For answer Pop felt of his back and groaned. "Oh, I'll pay fer it, young
feller! I don't look fer much peace with my back fer a week, after this.
But you kin make sure of one thing, and that is, I ain't goin' to talk
in my sleep none. By Christmas, We'll make this horse of yours bring
us in something! I guess you better turn yore horses all out in the
pasture. Dave, he'll give yuh work all right. I'll fix it with Dave.

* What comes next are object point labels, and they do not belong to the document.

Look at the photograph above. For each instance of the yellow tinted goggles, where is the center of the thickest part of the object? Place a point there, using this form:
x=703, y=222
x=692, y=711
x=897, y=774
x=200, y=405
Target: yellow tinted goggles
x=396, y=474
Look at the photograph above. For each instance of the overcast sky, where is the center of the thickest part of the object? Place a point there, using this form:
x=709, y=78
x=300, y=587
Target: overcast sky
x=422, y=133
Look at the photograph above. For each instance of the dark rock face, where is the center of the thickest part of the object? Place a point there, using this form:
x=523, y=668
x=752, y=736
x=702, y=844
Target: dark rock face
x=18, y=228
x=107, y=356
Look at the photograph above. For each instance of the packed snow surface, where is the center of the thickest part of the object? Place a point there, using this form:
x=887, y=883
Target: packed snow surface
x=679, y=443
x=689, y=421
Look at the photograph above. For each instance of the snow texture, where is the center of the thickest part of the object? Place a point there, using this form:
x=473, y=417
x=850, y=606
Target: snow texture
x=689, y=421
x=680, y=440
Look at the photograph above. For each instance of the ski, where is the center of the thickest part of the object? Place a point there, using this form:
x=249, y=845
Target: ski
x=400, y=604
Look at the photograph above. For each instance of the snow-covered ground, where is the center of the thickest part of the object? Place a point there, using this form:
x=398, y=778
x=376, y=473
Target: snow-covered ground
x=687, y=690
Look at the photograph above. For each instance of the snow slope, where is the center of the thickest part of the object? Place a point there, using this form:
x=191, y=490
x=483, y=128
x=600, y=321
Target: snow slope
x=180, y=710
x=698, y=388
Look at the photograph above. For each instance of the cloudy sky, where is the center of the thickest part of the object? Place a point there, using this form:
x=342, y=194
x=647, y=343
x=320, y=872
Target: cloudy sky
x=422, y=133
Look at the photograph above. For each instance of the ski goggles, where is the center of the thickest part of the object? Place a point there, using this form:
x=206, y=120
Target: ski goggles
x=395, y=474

And you listen to Pop, young feller. I'll show ye a thing or two
about runnin' horses. You'n me'll clean up a nice little bunch of
money-HE-HE!-beat Boise in a quarter dash! Tell that to Dave, an' he
wouldn't b'lieve ye!"

When Pop got off at the back of the stable he could scarcely move,
he was so stiff. But his mind was working well enough to see that Bud
rubbed the saddle print off Boise and turned his own horses loose in the
pasture, before he let him go on to the house. The last Bud heard from
Pop that forenoon was a senile chuckle and a cackling, "Outrun Boise
in a quarter dash! Shucks a'mighty! But I knew it--I knew he had the
speed--sho! Ye can't fool ole Pop--shucks!"